I use the Wesley Quadrilateral in several of my courses, but most specifically in my Christian Tradition classes. It is a very useful model for moral decision-making as well as doctrinal development. The four corners of the quadrilateral are: Scripture, Reason, Tradition and Experience. Each of these impacts how we form conclusions and identify best ways forward.
For us Evangelicals the primary point of reference is what does the Bible say. But, of course, that is the crux of the issue. What actually is the Bible saying? We also bring to the table Reason, in the belief that reason does not contradict what is true. Even to read the Bible requires reason. If a conclusion being reached, supposedly based on the Bible, and it constantly grates against objective reason, we are warned to take a pause and look again. We also use reason in extrapolating from the Bible to our present circumstance. Christians have historically made great investment in education in order to hone the skills of reason so that the Bible can be best understood. Church Tradition brings to the table 2,000 years of Christian teaching from the best, the brightest and the holiest. To ignore them would be to make the mistake of what CS Lewis calls chronological snobbery. A knowledge of Church history is necessary for a full accounting of the Bible’s teaching. The last corner is Experience. This is the most subjective and yet plays a key role. The assumption here is that what contradicts human experience is likely false. We are part of creation and if our understanding of a biblical text constantly grates and squeals, then we are led back to the text to make sure we have it right. It is true that the Bible teaches that which the flesh abhors. But it also true that the Bible completes us and brings us into a flourishing humanity. If what I believe the Bible teaches depresses, diminishes and tortures the soul, in all likelihood I have taken a rabbit trail and need to return to the Bible.
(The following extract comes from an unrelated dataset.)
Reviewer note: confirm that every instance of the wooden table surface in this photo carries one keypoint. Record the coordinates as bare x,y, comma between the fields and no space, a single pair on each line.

I assign students test cases where they must employ the Quadrilateral in making a moral decision. Right now THE test case is SSM. The basic argument used for SSM is Experience. A few appeal to Scripture, for sure, but on the whole the exegesis offered is not intellectually satisfying. Church Tradition speaks clearly. Reason is demanding, but both induction and deduction make SSM suspect based upon Natural Law and Social Science.
In public argumentation (school boards, legislatures, etc.) we cannot expect Scripture to be the dominating lens with which to look at SSM. But the other three corners are game. But they require minds that are alive, informed and patient.